But there were some good signs against the Bengals, and they matter even considering the quality of the competition (or lack thereof). Sony Michel had arguably his best day running the ball all season. Maybe he’s primed for another impressive playoff performance. Left tackle Isaiah Wynn is a work in progress in the passing game, but he’s a road-grading truck in the run game already.

Most notably, N’Keal Harry caught a touchdown pass, and offensive coordinator Josh McDaniels clearly prioritized involving the rugged rookie receiver. I don’t care if Brady has to tell him exactly how many steps to run and which way to turn on his route each time they huddle up, the kid needs to be involved. He was Sunday, and it paid off.

Sometimes lately this season has felt like 2013, or 2015, when Brady took undermanned offenses into Denver and saw quests to get to the Super Bowl end one win short both times. But there remains growth potential on offense — with Harry, and with midseason pickup Mohamed Sanu, too — and there’s one element to this team that should be cause for hope.
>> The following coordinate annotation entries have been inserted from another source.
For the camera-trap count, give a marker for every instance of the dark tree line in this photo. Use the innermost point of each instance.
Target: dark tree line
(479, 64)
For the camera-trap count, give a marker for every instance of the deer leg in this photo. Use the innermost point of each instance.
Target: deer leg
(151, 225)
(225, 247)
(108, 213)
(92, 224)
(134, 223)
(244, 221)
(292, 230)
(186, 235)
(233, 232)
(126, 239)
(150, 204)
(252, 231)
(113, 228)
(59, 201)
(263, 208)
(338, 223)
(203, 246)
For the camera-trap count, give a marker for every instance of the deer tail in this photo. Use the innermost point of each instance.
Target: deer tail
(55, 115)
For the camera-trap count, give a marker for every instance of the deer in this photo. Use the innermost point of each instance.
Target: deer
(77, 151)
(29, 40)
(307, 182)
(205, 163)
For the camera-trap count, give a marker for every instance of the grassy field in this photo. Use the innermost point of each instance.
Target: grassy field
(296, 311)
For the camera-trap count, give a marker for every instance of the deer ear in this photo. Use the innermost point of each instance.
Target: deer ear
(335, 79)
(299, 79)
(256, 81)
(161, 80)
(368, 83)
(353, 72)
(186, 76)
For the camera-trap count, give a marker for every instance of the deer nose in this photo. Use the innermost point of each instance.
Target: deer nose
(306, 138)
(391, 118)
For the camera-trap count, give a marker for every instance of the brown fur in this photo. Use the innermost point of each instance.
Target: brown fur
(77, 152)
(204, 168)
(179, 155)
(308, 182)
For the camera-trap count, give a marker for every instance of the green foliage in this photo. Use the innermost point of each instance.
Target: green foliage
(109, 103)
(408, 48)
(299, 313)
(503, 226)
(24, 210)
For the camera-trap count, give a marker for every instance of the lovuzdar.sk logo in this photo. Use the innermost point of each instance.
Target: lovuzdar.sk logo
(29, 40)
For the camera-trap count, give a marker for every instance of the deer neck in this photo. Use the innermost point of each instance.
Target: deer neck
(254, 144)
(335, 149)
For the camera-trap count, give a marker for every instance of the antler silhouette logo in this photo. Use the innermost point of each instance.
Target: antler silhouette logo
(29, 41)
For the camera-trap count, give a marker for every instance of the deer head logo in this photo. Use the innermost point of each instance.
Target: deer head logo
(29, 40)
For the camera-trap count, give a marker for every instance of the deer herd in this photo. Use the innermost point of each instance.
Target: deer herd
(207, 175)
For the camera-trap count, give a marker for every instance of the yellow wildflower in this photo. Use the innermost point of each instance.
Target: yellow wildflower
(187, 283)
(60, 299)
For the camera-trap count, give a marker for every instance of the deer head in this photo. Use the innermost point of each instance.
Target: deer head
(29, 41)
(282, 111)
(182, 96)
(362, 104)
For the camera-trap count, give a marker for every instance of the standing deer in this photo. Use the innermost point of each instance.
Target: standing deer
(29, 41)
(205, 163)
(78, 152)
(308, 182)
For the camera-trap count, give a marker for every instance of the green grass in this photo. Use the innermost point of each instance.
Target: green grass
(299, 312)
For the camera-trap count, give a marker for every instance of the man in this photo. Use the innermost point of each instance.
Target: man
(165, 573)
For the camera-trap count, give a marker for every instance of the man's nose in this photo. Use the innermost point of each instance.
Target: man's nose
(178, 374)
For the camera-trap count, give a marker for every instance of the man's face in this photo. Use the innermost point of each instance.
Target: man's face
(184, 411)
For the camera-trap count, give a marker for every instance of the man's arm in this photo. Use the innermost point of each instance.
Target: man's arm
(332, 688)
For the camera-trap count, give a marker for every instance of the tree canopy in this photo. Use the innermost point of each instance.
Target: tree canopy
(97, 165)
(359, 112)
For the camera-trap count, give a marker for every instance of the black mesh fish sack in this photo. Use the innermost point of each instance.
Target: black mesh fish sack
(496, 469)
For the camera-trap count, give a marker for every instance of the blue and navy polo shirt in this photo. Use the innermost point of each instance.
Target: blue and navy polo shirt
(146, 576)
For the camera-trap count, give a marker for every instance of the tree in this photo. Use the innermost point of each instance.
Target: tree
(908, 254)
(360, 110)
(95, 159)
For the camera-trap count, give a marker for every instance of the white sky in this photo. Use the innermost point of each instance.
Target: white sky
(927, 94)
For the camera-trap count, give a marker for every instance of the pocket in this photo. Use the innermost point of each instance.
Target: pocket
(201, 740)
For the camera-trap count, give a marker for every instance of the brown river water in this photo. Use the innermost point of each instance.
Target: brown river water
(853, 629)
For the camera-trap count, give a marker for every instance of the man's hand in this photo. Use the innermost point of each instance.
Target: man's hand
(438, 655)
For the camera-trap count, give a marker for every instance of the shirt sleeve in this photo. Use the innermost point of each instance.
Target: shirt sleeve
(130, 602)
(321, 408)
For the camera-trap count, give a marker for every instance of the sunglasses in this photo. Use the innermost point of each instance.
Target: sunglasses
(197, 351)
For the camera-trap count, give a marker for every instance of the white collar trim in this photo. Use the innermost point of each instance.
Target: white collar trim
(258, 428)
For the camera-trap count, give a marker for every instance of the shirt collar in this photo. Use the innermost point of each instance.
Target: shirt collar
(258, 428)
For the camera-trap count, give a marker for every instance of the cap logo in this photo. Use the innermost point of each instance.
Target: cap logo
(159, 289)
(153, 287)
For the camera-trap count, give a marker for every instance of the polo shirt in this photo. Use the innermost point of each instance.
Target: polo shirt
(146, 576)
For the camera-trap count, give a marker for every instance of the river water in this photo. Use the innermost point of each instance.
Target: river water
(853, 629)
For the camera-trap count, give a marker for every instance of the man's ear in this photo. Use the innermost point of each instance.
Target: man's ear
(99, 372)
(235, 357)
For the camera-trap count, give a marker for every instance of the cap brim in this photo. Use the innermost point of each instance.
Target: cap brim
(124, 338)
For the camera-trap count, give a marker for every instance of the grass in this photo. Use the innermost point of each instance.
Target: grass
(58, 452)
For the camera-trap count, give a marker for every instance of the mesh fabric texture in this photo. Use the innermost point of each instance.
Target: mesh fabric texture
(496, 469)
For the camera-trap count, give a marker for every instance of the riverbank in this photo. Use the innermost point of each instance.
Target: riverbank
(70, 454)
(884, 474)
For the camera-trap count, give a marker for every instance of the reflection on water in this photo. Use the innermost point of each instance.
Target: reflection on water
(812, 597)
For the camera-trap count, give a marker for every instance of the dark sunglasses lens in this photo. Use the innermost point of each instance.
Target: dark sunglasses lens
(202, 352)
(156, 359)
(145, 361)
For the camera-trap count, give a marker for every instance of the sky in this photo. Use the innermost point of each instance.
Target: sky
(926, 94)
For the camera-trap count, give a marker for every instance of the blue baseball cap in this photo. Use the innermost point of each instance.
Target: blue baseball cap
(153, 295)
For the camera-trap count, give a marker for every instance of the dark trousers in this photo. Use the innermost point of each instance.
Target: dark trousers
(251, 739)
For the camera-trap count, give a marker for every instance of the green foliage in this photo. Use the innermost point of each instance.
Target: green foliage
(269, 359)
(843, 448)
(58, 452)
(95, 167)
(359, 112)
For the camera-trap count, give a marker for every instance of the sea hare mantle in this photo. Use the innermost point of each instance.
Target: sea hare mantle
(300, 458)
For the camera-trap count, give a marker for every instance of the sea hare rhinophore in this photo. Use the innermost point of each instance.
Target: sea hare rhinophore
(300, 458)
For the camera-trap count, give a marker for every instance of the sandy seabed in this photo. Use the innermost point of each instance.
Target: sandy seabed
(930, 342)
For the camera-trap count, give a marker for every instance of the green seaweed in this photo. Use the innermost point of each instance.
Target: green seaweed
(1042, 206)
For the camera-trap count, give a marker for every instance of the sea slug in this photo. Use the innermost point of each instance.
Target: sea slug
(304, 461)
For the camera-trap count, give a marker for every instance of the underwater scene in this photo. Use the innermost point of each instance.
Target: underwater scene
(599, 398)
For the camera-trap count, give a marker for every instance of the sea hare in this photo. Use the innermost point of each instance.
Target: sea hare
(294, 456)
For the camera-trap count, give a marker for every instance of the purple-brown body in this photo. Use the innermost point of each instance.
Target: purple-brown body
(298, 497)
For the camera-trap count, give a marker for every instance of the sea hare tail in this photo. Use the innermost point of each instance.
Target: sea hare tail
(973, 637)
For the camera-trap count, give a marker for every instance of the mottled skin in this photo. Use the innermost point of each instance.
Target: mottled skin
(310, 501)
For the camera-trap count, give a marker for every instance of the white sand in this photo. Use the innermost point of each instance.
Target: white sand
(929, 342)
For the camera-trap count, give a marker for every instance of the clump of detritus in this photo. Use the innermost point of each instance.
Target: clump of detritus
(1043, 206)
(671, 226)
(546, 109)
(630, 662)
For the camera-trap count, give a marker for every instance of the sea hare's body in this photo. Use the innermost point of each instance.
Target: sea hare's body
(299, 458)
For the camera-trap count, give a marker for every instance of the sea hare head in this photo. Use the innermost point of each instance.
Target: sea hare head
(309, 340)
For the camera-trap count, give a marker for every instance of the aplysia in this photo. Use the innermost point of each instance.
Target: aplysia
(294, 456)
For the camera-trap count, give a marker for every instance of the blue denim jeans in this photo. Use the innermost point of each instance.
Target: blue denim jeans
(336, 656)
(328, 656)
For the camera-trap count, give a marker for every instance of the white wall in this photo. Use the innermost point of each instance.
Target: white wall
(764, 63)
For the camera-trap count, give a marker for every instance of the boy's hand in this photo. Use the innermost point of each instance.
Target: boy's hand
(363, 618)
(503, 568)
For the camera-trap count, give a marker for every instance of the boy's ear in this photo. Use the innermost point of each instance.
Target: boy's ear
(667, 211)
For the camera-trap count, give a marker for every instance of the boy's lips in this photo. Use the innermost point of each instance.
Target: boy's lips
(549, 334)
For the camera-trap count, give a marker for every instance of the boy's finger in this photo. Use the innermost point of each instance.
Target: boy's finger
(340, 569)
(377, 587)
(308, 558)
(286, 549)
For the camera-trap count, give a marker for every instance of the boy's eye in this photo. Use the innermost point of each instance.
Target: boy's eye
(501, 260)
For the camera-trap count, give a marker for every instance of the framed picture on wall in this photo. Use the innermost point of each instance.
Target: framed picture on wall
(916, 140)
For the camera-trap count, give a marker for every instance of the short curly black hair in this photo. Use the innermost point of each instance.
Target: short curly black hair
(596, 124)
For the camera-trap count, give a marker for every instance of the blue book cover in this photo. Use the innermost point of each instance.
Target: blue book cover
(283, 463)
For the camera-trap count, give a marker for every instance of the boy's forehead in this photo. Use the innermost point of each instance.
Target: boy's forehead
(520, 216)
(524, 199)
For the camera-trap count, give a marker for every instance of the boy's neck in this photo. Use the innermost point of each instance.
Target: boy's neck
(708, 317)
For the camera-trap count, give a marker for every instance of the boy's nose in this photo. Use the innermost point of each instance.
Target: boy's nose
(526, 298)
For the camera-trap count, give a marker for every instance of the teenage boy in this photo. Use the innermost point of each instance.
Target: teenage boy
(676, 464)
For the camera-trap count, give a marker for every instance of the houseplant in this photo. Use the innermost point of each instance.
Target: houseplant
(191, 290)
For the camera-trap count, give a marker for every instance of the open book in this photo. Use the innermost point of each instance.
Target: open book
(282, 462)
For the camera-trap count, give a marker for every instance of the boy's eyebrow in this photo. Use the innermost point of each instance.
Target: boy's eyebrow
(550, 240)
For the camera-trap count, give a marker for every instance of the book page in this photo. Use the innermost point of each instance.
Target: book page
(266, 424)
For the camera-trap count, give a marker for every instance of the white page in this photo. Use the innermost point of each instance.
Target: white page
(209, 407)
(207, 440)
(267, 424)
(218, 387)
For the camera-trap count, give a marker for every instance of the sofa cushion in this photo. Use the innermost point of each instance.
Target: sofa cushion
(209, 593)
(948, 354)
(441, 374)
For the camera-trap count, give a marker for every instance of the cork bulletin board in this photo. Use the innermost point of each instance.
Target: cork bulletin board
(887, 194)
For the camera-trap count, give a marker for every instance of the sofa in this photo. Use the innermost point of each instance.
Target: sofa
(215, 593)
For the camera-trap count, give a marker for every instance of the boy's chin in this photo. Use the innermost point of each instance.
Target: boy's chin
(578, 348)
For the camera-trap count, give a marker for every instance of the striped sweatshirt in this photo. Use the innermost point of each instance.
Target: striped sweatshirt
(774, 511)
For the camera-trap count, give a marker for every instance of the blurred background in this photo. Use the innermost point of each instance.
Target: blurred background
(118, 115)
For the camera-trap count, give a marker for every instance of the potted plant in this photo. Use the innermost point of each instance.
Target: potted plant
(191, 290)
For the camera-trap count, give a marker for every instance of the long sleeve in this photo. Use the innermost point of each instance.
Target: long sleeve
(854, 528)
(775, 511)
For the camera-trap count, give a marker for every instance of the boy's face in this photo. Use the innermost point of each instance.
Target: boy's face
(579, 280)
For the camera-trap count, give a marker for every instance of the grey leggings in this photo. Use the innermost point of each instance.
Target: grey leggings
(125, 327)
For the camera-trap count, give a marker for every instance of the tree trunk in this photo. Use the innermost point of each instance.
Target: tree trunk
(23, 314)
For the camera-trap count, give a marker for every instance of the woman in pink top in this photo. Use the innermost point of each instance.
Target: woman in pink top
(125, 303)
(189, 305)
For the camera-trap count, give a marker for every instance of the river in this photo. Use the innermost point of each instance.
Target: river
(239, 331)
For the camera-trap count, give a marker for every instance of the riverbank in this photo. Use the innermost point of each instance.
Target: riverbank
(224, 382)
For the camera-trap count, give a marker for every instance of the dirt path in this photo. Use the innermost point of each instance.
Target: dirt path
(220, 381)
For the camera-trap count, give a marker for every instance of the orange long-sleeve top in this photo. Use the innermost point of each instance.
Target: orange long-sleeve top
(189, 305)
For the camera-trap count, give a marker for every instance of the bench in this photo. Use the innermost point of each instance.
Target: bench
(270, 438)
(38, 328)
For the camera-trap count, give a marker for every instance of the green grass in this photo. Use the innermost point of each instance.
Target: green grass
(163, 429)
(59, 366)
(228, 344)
The defense, of course. It may not rate among the best of all time after allowing a total of 88 points in losses to the Chiefs, Ravens, and Texans, but I’m comfortable saying this: It’s the best defense Belichick has had in his 20 years with the Patriots. I’m not sure Stephon Gilmore is going to win Defensive Player of the Year — Pittsburgh’s T.J. Watt has some insane statistics — but he’s made a compelling case, and I’m not sure Ty Law or Darrelle Revis ever played as well as he is right now. Gilmore, who had a pick-6 among his two interceptions Sunday, is a game-changing defensive player who could steal a playoff victory if a team is foolish enough to throw his way.

This defense is an improved version of the group that held the 527-point 2018 Rams to a stinkin’ field goal in the Super Bowl. The hunch here is that they shut down Josh Allen — whom they picked off three times in a 16-10 win earlier this season — and the Bills Saturday, beat the Dolphins in the season finale, and lock down that No. 2 seed in the postseason.

The road will not be easy. Before we can even get that delicious rematch of Lamar Jackson versus their hellacious defense, they’ll probably have to beat the Chiefs or Texans, teams that already have blemished their won-lost record this season. It’ll be tough. But give them the benefit of the doubt. On the field, they’ve always deserved that.